El pundonor de Junín Bajo

Gente corajuda la del barrio Junín Bajo, que ante las adversidades contra las que viene luchando hace años, no se rinde y con sus propias manos ha ido realizando obras de infraestructura para mejorar la calidad de vida de los vecinos. Y esta es  la historia del pundonor y el coraje pero sobre todo es la historia del abandono estatal. Recordemos que este barrio está ubicado en una zona inestable, con pendiente, junto al río Molino, unas condiciones que generan permanentes riesgos especialmente en temporada de lluvias. El pasado mes de octubre saltaron las alarmas por un probable movimiento de tierras que amenaza arrastrar unas viviendas ubicadas en una de las zonas más escarpadas del sector. 

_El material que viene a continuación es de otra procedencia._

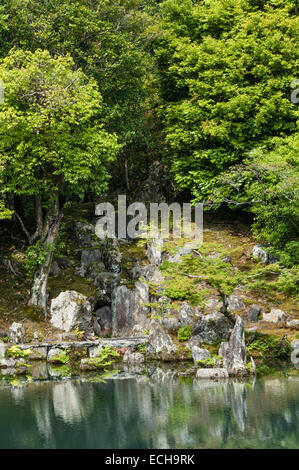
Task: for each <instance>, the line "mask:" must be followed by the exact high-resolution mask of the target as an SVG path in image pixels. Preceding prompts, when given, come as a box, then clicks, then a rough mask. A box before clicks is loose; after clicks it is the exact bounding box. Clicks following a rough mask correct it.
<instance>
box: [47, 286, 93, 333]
mask: <svg viewBox="0 0 299 470" xmlns="http://www.w3.org/2000/svg"><path fill="white" fill-rule="evenodd" d="M91 312H92V305H91V303H90V302H89V301H88V299H87V297H85V296H84V295H82V294H79V293H78V292H76V291H66V292H61V293H60V294H59V296H58V297H56V298H55V299H53V300H52V302H51V320H50V323H51V325H52V326H54V327H55V328H59V329H60V330H63V331H65V332H69V331H71V330H73V329H74V328H76V327H78V328H79V330H83V331H86V330H87V329H88V327H89V326H90V323H91Z"/></svg>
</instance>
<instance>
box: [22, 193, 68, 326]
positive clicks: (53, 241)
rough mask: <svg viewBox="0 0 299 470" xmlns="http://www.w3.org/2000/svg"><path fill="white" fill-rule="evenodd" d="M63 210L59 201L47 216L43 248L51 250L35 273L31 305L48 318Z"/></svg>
mask: <svg viewBox="0 0 299 470" xmlns="http://www.w3.org/2000/svg"><path fill="white" fill-rule="evenodd" d="M62 216H63V214H62V210H59V202H58V199H57V200H56V201H55V203H54V205H53V207H52V208H51V210H50V211H49V213H48V214H47V217H46V219H45V224H44V227H43V231H42V238H41V241H42V247H44V249H45V250H47V249H50V250H49V252H48V254H47V257H46V260H45V262H44V263H43V264H42V265H40V267H39V268H38V270H37V271H36V273H35V276H34V280H33V284H32V288H31V297H30V301H29V305H35V306H37V307H39V308H41V309H42V310H43V312H44V314H45V317H47V286H48V277H49V272H50V268H51V264H52V259H53V251H52V250H51V247H52V246H53V244H55V242H56V240H57V236H58V232H59V227H60V222H61V219H62Z"/></svg>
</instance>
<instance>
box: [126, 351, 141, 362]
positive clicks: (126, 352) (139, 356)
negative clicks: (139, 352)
mask: <svg viewBox="0 0 299 470" xmlns="http://www.w3.org/2000/svg"><path fill="white" fill-rule="evenodd" d="M123 362H129V363H137V364H140V363H142V362H144V356H143V355H142V354H141V353H138V352H135V353H131V352H126V353H125V355H124V358H123Z"/></svg>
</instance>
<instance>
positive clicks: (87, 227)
mask: <svg viewBox="0 0 299 470" xmlns="http://www.w3.org/2000/svg"><path fill="white" fill-rule="evenodd" d="M73 239H74V241H75V242H76V244H77V245H78V246H80V247H82V248H83V247H90V246H95V245H96V244H97V243H98V242H97V240H96V237H95V226H94V225H92V224H87V223H84V222H76V223H75V224H74V230H73Z"/></svg>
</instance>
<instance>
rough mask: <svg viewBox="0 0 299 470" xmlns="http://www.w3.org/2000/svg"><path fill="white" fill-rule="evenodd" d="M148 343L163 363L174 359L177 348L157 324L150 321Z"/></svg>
mask: <svg viewBox="0 0 299 470" xmlns="http://www.w3.org/2000/svg"><path fill="white" fill-rule="evenodd" d="M148 341H149V343H150V345H151V347H152V348H153V350H154V352H155V353H156V354H157V355H158V356H159V357H160V358H161V359H162V360H164V361H168V360H172V359H174V358H175V354H176V352H177V347H176V346H175V344H174V342H173V341H172V339H171V337H170V336H169V334H168V333H166V331H165V330H164V329H163V328H162V326H161V325H160V323H159V322H157V321H152V322H151V324H150V333H149V336H148Z"/></svg>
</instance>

Lo dramático de la situación es que ante esa amenaza no existe más solución que abandonar e irse a vivir a otro sitio, pero las familias que habitan estas casas no tienen a dónde ir. Que más quisieran ellas que tener otra opción.  Una de las ciudadanas afectadas lleva viviendo en este lugar más de 4 décadas, pero desde hace solo 8 meses hay un proceso continuo de desprendimiento de tierras. Hay varias personas, incluidos menores de edad en peligro inminente. Desde la Administración Municipal no hay ninguna respuesta ni ayuda. El consejo que les dan desde la Oficina de Gestión de Riesgo es casi insólito: “cuando escuchen que hay tempestad deben salir de la casa”. Pero la respuesta de una de las afectadas es igual de desesperanzadora: “¿y yo para dónde me voy a ir?”.    
Pero como decíamos al principio los vecinos trabajan para arreglar espacios de integración comunitaria. Recolectaron recursos para la adecuación de la caseta comunal. Realizan grandes esfuerzos por medio de mingas y otras actividades, sin embargo no es suficiente, los recursos son escasos. Han construido escaleras, muros de contención para minimizar el riesgo de derrumbe, andenes y han acondicionado un espacio deportivo.
Ahora le hacen un llamado al acalde de Popayán para que los visite y vea con sus propios ojos lo que han hecho, esperando que de esa manera los pueda ayudar, al fin. Esperan que les de otras opciones distintas a las lapidarias recomendaciones de la Oficina de Gestión del Riesgo, que lo único que les dice es que deben trasladarse cuando sientan que se les puede venir el peñasco encima. A estas comunidades empoderadas y unidas se les debe dar un empujón por parte del Estado, aunque sea con materiales de construcción para que ellos mismos sigan edificando sus proyectos de vida.  
Requieren un sitio de reunión con todas las condiciones necesarias y un espacio de recreación para que los niños y jóvenes puedan canalizar sus energías vitales y no se sientan tentados al abismo de las drogas o el delito. Y eso es urgente.